Aufräumen oder in den Keller?

“Ach, das räumen wir in den Keller.“ Seien wir mal ehrlich, wie oft im Jahr hören wir uns diesen Satz sagen?
Unser Keller. Kühler Rückzugsort im Sommer, Zuhause kleiner, niedlicher Spinnen und Heimat unserer großen und kleinen Erinnerungen.
Das wunderschöne Hochzeitskleid, das Kinderspielzeug, der uralte Stuhl von Uroma auf dem schon Opa und Papa glücklich am Esstisch saßen, der super tolle Kühlschrank der jetzt leider nicht in unsere neue Küche passt, der aber auch viel zu toll ist um ihn frei zu geben, die alten Tagebücher aus wilden Jugendtagen und so weiter und so weiter. Ach, fast vergessen die Fotoalben aus Kindertagen. Ich mit Strubbelfrisur und verschmiertem Mund. Das muss doch eigentlich auch für die Nachwelt bleiben.
Unser Keller.
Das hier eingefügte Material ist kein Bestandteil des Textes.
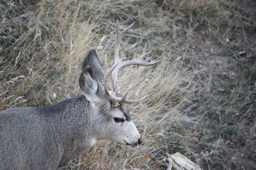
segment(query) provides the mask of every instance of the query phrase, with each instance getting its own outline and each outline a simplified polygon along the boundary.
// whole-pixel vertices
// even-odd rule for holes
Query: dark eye
[[[114,118],[114,120],[115,120],[115,122],[116,122],[116,123],[120,123],[120,122],[124,122],[124,118],[118,118],[118,117]]]

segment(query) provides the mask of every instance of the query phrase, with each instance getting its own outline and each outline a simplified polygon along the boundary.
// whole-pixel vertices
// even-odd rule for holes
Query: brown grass
[[[80,94],[84,54],[105,36],[98,55],[113,60],[117,20],[122,28],[135,22],[123,38],[123,59],[149,51],[148,59],[161,60],[122,70],[122,89],[132,85],[131,98],[148,94],[130,106],[143,145],[127,150],[100,141],[67,168],[164,169],[167,153],[176,152],[205,169],[244,167],[230,160],[237,145],[230,143],[248,133],[252,136],[242,138],[253,149],[247,144],[255,140],[250,127],[256,113],[253,2],[37,1],[0,4],[0,110],[49,105]],[[253,162],[254,152],[244,146],[236,146],[247,154],[243,162]]]

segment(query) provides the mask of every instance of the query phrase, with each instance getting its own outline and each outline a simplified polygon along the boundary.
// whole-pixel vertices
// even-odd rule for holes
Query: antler
[[[131,87],[128,88],[126,92],[124,93],[124,96],[122,96],[119,93],[118,90],[118,73],[119,69],[125,66],[129,66],[129,65],[139,65],[139,66],[152,66],[159,60],[153,62],[148,62],[144,60],[145,56],[149,53],[149,52],[144,53],[140,56],[138,59],[131,60],[127,60],[127,61],[122,61],[119,58],[119,51],[120,51],[120,41],[122,39],[122,36],[123,34],[127,32],[127,31],[133,25],[134,23],[131,24],[128,27],[122,31],[120,31],[118,30],[118,22],[116,22],[116,42],[115,45],[115,64],[112,67],[109,67],[108,66],[107,62],[107,55],[105,56],[105,61],[104,61],[104,68],[106,70],[106,74],[104,76],[104,87],[106,94],[108,97],[113,101],[118,102],[118,103],[136,103],[140,102],[145,99],[147,97],[147,95],[137,100],[131,100],[126,99],[126,97],[128,94],[129,90],[131,89]],[[109,90],[108,86],[108,78],[109,74],[112,73],[112,79],[113,79],[113,90]],[[121,97],[120,97],[121,96]]]

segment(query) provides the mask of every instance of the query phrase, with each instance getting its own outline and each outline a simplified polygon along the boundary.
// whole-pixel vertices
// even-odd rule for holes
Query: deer
[[[159,62],[121,60],[120,41],[124,33],[116,22],[115,63],[104,70],[96,51],[90,50],[83,62],[79,79],[81,94],[51,106],[20,107],[0,112],[0,169],[58,169],[92,147],[100,139],[136,148],[142,139],[131,118],[128,104],[141,102],[121,94],[118,73],[125,66],[148,66]],[[108,79],[112,75],[113,85]],[[112,88],[113,87],[113,88]]]

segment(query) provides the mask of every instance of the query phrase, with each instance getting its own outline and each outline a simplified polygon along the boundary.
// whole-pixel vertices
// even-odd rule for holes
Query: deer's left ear
[[[90,102],[108,100],[102,86],[103,78],[102,67],[95,50],[92,49],[84,58],[79,78],[80,89]]]
[[[92,103],[100,101],[100,97],[97,95],[99,88],[98,81],[93,77],[90,67],[87,66],[82,71],[79,78],[79,87],[89,101]]]

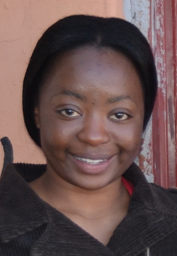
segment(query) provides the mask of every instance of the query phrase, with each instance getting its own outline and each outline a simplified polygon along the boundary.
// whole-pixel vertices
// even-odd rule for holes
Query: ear
[[[38,107],[35,107],[34,109],[34,119],[36,127],[40,129],[40,116],[39,110]]]

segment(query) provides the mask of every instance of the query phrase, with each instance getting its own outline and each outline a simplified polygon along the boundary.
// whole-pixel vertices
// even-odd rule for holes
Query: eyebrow
[[[86,101],[87,98],[85,96],[81,95],[80,94],[76,93],[74,91],[71,91],[70,90],[62,90],[59,93],[55,95],[55,96],[58,96],[59,95],[67,95],[69,96],[71,96],[74,97],[77,99],[79,99],[82,101]]]
[[[111,98],[107,101],[107,103],[114,103],[116,101],[122,101],[122,100],[130,100],[134,102],[131,97],[128,95],[121,95],[121,96],[118,96],[116,97],[113,97],[112,98]]]

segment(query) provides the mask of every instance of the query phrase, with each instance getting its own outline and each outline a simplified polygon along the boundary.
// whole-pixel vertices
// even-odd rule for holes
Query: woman
[[[157,89],[150,47],[127,21],[74,15],[47,30],[23,94],[47,165],[7,167],[1,255],[176,255],[176,190],[133,163]]]

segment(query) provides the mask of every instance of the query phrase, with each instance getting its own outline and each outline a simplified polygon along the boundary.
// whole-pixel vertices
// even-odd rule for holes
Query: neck
[[[42,199],[66,215],[74,214],[95,218],[119,211],[126,212],[130,201],[121,177],[104,188],[89,190],[69,183],[47,171],[30,185]]]

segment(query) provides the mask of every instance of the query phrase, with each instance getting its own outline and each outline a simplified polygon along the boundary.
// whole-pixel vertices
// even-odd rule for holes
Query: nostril
[[[90,126],[88,125],[78,133],[77,137],[80,141],[93,146],[109,141],[110,136],[104,126],[101,128],[96,125]]]

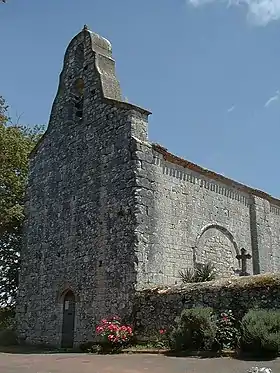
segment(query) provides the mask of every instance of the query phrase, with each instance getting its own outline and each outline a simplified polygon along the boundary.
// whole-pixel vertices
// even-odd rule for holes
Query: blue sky
[[[7,0],[0,94],[13,118],[47,124],[84,24],[112,42],[123,95],[153,113],[152,141],[280,197],[279,0]]]

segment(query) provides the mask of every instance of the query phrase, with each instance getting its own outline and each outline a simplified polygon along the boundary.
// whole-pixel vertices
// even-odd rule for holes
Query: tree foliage
[[[13,125],[0,97],[0,306],[12,304],[18,270],[28,156],[43,128]]]

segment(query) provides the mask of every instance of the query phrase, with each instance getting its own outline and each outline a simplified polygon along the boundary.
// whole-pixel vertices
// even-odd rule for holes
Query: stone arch
[[[193,248],[194,265],[212,262],[219,277],[237,275],[240,271],[238,245],[233,234],[219,224],[208,224],[198,234]]]
[[[80,297],[78,296],[75,289],[73,289],[71,286],[66,286],[66,287],[64,287],[64,290],[61,290],[61,288],[60,288],[60,291],[57,292],[57,298],[56,298],[57,302],[58,303],[63,303],[66,294],[69,293],[69,292],[72,292],[74,294],[76,303],[78,303],[80,301]]]

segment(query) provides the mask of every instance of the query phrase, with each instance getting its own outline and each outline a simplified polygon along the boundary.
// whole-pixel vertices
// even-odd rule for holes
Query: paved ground
[[[1,373],[246,373],[252,366],[280,372],[280,359],[267,362],[230,358],[180,358],[161,355],[0,353]]]

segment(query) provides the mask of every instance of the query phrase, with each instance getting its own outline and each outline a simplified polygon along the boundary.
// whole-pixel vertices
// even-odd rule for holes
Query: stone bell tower
[[[130,312],[134,142],[149,112],[122,101],[109,41],[85,26],[70,42],[47,131],[30,156],[18,295],[27,343],[71,347],[100,318]]]

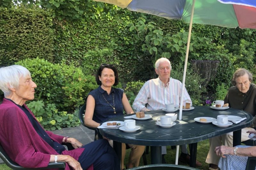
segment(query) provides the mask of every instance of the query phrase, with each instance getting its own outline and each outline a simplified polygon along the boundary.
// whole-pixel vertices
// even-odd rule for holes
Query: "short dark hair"
[[[231,81],[231,83],[233,86],[236,86],[236,80],[241,76],[243,76],[245,74],[248,74],[249,78],[249,80],[252,82],[252,74],[251,73],[244,68],[239,68],[236,70],[234,73],[233,75],[233,78]]]
[[[97,73],[96,74],[95,78],[96,79],[96,82],[97,82],[97,84],[98,85],[101,85],[101,82],[100,80],[100,78],[99,78],[99,76],[101,76],[101,73],[102,71],[104,69],[104,68],[107,68],[111,69],[114,72],[114,74],[115,74],[115,83],[114,83],[113,86],[116,86],[118,84],[118,83],[119,82],[119,80],[118,78],[118,72],[116,68],[112,64],[101,64],[100,65],[100,66],[99,68],[98,71],[97,72]]]

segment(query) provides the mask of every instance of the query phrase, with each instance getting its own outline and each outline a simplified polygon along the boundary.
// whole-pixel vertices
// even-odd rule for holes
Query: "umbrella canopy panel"
[[[169,19],[182,19],[187,23],[190,21],[193,2],[193,0],[95,0],[126,7],[132,11]],[[217,0],[196,0],[193,22],[229,28],[256,28],[256,8],[225,4]]]

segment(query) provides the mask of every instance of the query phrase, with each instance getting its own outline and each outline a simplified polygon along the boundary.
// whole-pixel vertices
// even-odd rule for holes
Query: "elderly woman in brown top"
[[[252,75],[244,68],[240,68],[234,73],[231,82],[234,86],[231,87],[224,100],[225,103],[228,103],[232,108],[244,110],[253,116],[253,126],[256,127],[256,86],[252,83]],[[249,139],[246,132],[255,131],[252,128],[242,129],[241,141]],[[233,133],[231,132],[210,139],[210,148],[206,162],[210,164],[209,169],[218,169],[217,165],[220,156],[217,155],[214,149],[221,145],[233,146]]]

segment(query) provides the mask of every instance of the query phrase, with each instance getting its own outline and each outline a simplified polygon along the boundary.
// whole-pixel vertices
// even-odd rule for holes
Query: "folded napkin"
[[[125,116],[125,117],[124,117],[124,118],[125,118],[125,119],[130,119],[131,118],[132,118],[132,116]]]
[[[242,121],[243,120],[244,120],[246,119],[246,118],[244,118],[242,119],[241,120],[237,120],[236,121],[231,121],[232,122],[235,123],[235,124],[237,124],[237,123],[239,123]]]
[[[105,128],[106,129],[118,129],[120,127],[120,126],[119,126],[118,127],[116,127],[116,128],[108,128],[108,127],[106,127],[102,125],[101,125],[100,126],[97,127],[97,128],[99,129],[100,129],[101,128]]]

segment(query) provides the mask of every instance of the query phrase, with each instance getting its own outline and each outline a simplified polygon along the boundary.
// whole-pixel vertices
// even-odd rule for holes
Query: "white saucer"
[[[147,120],[147,119],[150,119],[152,117],[152,116],[149,114],[145,114],[145,117],[142,118],[137,118],[136,117],[136,114],[132,115],[131,116],[133,119],[137,119],[137,120]]]
[[[205,119],[206,120],[206,121],[200,121],[200,119]],[[210,117],[199,117],[194,119],[194,120],[195,121],[199,123],[212,123],[212,122],[216,121],[217,120],[215,118]]]
[[[211,106],[211,108],[212,109],[215,109],[216,110],[225,110],[226,109],[227,109],[228,108],[229,108],[229,106],[227,106],[227,107],[215,107],[215,105],[213,105]]]
[[[229,121],[237,121],[242,119],[242,118],[240,116],[232,115],[228,115],[228,118]]]
[[[228,124],[223,125],[219,125],[219,124],[217,123],[217,121],[214,121],[214,122],[212,122],[212,124],[213,124],[215,125],[216,125],[218,127],[220,127],[221,128],[225,128],[225,127],[228,127],[228,126],[229,126],[230,125],[232,125],[233,124],[233,123],[230,122],[228,122]]]
[[[125,132],[134,132],[140,128],[140,127],[138,126],[135,126],[135,128],[132,130],[127,130],[124,128],[124,126],[121,126],[119,128],[119,129],[124,131]]]
[[[117,124],[118,123],[120,123],[120,125],[110,125],[110,126],[108,126],[107,125],[107,123],[113,123],[113,122],[116,122],[116,124]],[[102,124],[102,125],[105,126],[105,127],[107,127],[107,128],[117,128],[119,127],[120,127],[121,126],[124,126],[124,123],[123,121],[109,121],[108,122],[104,122]]]
[[[175,111],[177,111],[178,110],[177,109],[174,109],[174,110],[166,110],[165,109],[162,109],[165,112],[167,112],[167,113],[172,113],[172,112],[174,112]]]
[[[178,109],[179,110],[180,110],[180,106],[179,106],[179,107],[176,107],[176,108],[177,109]],[[189,109],[184,109],[184,108],[183,108],[182,109],[182,111],[189,111],[189,110],[193,110],[194,109],[195,109],[195,107],[193,107],[193,106],[190,106],[190,107],[189,108]]]
[[[156,124],[159,125],[162,128],[170,128],[176,125],[176,123],[174,122],[172,122],[172,124],[171,125],[162,125],[161,124],[161,123],[160,122],[156,122]]]

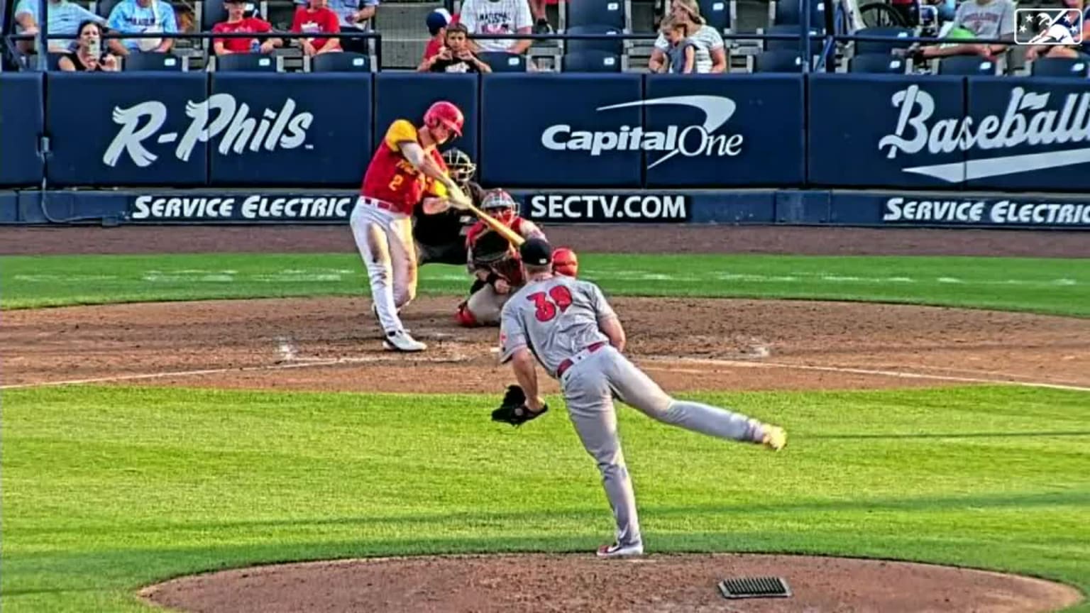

Gut dass wir dich haben!
Nur wann hört unser Keller auf eine liebgewonnene Schatztruhe für aktuell nicht benötigte Gegenstände zu sein und fängt an ein gruseliger, übervoller und belastender Chaoshaufen zu werden??
Vermutlich sind die Grenzen hier schwimmend u auch je nach Kellerbesitzer variierend.
Wenn wir nicht mehr durchlaufen können, trotz normalem BMI, wenn wir uns nicht mehr darin zurechtfinden und spätestens wenn Kind Nummer 2 oder 3 das Licht der Welt erblickt haben und uns unser Keller vor lauter Babybadewannen, Dreirädern und Legokisten überquillt, besteht dringender Handlungsbedarf.

“Ach, das räumen wir in den Keller.“ Seien wir mal [...]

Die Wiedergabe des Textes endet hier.